The developer of the Golden Ears Business Park has been filling the land set aside for phases three and four partly with contaminated soil, which was approved by the City of Pitt Meadows three years ago.
Now, residents are concerned the soil may have been used to fill a portion of the development being offered for development of an artificial sports field.
Megan Mercier sent a letter to the city outlining her concerns about the contaminated soil during the June 13 public hearing on the development.
She wants to warn council what it might be getting into.
“I just want them to understand what’s going on, and I want council to be prepared,” she said.
A portion of the land being developed for phases three and four of the Golden Ears Business Park has been offered to the city to purchase back from the developer, Onni Contracting, to be turned into a public playing field and track.
The land is being set aside by Onni in return for the city allowing the developer to use structural fill materials to fill the development site, rather than the dredged sand that is mandated in a city bylaw. The bylaw also prohibits soil removal and trucking fill materials into the site.
Onni requested an exemption from the bylaw for financial reasons.
Under the agreement, if the development proposal for phases three and four are approved, the city will draw from reserve funds to purchase the sports field land from Onni.
Once that happens, Onni would then gift the city with an amenity contribution of the same amount, to be used for building on top of that land.
Under city bylaws, the city cannot use parkland acquisition money to build on top of parkland; it can only be used to purchase the land itself.
This kind of deal has happened before between Onni and the city. In 2007, Onni gifted the city a $200,000 amenity contribution, which the city later used towards building the Harris Road skateboard park.
That was in return for the city allowing fill materials to be used in filling the site used for phase one of the business park, again waiving the bylaw.
Now, Mercier is concerned the city is moving too quickly through the approval process for the development, and may find itself this time with contaminated land it never bargained for.
“I want to ensure that the city enters into this agreement fully informed and the taxpayers aren’t left footing the bill for any investigations or remediation required before the park can be built,” she said.

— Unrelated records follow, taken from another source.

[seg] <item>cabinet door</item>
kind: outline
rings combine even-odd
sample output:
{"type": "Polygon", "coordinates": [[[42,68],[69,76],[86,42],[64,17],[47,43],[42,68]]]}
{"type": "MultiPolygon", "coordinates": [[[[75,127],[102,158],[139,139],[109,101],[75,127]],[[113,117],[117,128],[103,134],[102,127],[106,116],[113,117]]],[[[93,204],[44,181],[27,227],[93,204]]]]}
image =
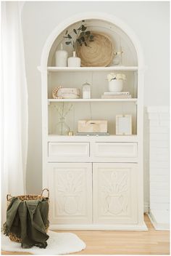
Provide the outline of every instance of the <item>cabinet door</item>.
{"type": "Polygon", "coordinates": [[[138,223],[137,164],[93,164],[93,223],[138,223]]]}
{"type": "Polygon", "coordinates": [[[92,222],[92,164],[49,164],[50,222],[92,222]]]}

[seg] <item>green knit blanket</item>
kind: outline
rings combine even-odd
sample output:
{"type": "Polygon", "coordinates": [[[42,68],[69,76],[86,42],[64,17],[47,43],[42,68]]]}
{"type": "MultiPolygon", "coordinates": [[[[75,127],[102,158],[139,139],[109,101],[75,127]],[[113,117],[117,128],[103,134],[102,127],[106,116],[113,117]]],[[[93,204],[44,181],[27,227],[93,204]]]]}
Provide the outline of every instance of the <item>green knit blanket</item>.
{"type": "Polygon", "coordinates": [[[22,248],[46,248],[49,239],[46,231],[49,225],[47,199],[21,201],[13,197],[7,208],[4,233],[12,233],[20,239],[22,248]]]}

Forrest Smith, director of engineering and operations for the City of Pitt Meadows, says an environmental report would be commissioned if and when the time comes to purchase that parcel of the land back from Onni for the park.
If that environmental report detected dangerous levels of contamination, he says Onni would be on the hook for a soil remediation bill, not the city.

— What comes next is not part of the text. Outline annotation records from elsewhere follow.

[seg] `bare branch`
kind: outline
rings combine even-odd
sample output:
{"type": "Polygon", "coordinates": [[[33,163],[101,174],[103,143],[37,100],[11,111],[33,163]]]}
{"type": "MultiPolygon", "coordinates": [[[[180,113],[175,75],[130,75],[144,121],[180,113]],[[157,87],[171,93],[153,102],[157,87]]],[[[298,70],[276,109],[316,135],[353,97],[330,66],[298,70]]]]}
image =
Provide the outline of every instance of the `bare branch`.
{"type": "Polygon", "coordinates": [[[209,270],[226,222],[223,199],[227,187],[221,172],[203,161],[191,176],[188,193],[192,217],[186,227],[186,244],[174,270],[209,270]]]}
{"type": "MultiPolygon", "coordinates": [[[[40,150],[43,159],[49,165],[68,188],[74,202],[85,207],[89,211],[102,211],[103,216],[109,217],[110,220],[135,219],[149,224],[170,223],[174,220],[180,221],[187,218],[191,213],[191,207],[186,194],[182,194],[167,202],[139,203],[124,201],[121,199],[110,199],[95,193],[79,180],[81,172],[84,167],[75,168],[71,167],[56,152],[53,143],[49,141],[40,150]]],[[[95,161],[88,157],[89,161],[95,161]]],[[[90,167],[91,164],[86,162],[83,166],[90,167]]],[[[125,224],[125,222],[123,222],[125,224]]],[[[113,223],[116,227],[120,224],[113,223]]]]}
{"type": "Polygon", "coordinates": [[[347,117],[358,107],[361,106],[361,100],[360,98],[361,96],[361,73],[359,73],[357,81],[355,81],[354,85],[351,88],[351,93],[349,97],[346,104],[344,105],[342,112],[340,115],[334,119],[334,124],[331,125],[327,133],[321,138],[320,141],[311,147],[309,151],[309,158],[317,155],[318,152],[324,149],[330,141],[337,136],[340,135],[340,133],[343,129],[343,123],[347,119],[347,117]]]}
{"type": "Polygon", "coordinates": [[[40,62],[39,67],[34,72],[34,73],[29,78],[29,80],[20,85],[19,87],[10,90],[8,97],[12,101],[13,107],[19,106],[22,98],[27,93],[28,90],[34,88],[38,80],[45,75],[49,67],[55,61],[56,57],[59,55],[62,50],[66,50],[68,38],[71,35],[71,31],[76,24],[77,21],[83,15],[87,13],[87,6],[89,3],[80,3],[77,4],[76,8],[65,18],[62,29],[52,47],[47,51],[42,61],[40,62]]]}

“If council chooses to move forward with the application, there will be a number of conditions recommended by staff for council to request of [Onni],” Smith said in an email.
He said an environmental report focused on the section designated for a park would be one of those conditions.
Smith said Onni would also be financially responsible for that report, as well as any other conditions recommended by council.
But Mercier says this is proof that issues are falling through the cracks as the approval process marches on, despite significant public opposition.
“The residents keep asking council what the rush is,” Mercier said in a follow-up email. “Phase two is not yet complete, so residents would like the zoning changes to wait until that is fully leased out to see what the impacts are for Pitt Meadows before proceeding with the last two phases.
“Residents are asking for thoughtful development, and if the city hasn’t put thought into the issues regarding accepting land that is contaminated, how are we supposed to have faith that they have put thought into the development as a whole?”
Under city bylaws, a contaminated soil relocation agreement is required by any developer that wishes to import contaminated soil for use within a commercial or industrial development.
Onni obtained and signed an agreement in March 2014.
According to the agreement, the soil was brought to the Golden Ears development site between March and August 2014 from an Onni-owned development site in Vancouver.
The 5,000 cubic metres of soil, from the Block 100 condo complex at Main Street and First Avenue, contains traces of copper, zinc and lead.
Smith says the contaminated soil is a small portion of the total 567,000 cubic metres of soil required to fill the entire development site.
Since Onni has not kept detailed records of where the contaminated soil has been distributed throughout the building park site, Mercier says it’s now up to the city to determine whether the land allocated for a playing field is safe enough.
The city did commission Dillon Consulting for two investigations into the soil and groundwater quality of the site. Reports of those separate inspections were delivered to the city in March and June 2016.
Neither report suggests anything being done by Onni in violation of city bylaws. But it does confirm that contaminated soil was brought into the development in accordance to the CSRA.
Smith says because those records don’t exist recording where the contaminated soil was distributed, an environmental assessment would be necessary no matter what.
A spokesperson for Onni said the company will not comment until after a third reading has been scheduled, which could happen as soon as next week.
Council is currently reviewing the nearly 500 documents submitted by residents in opposition to the development during the public hearing.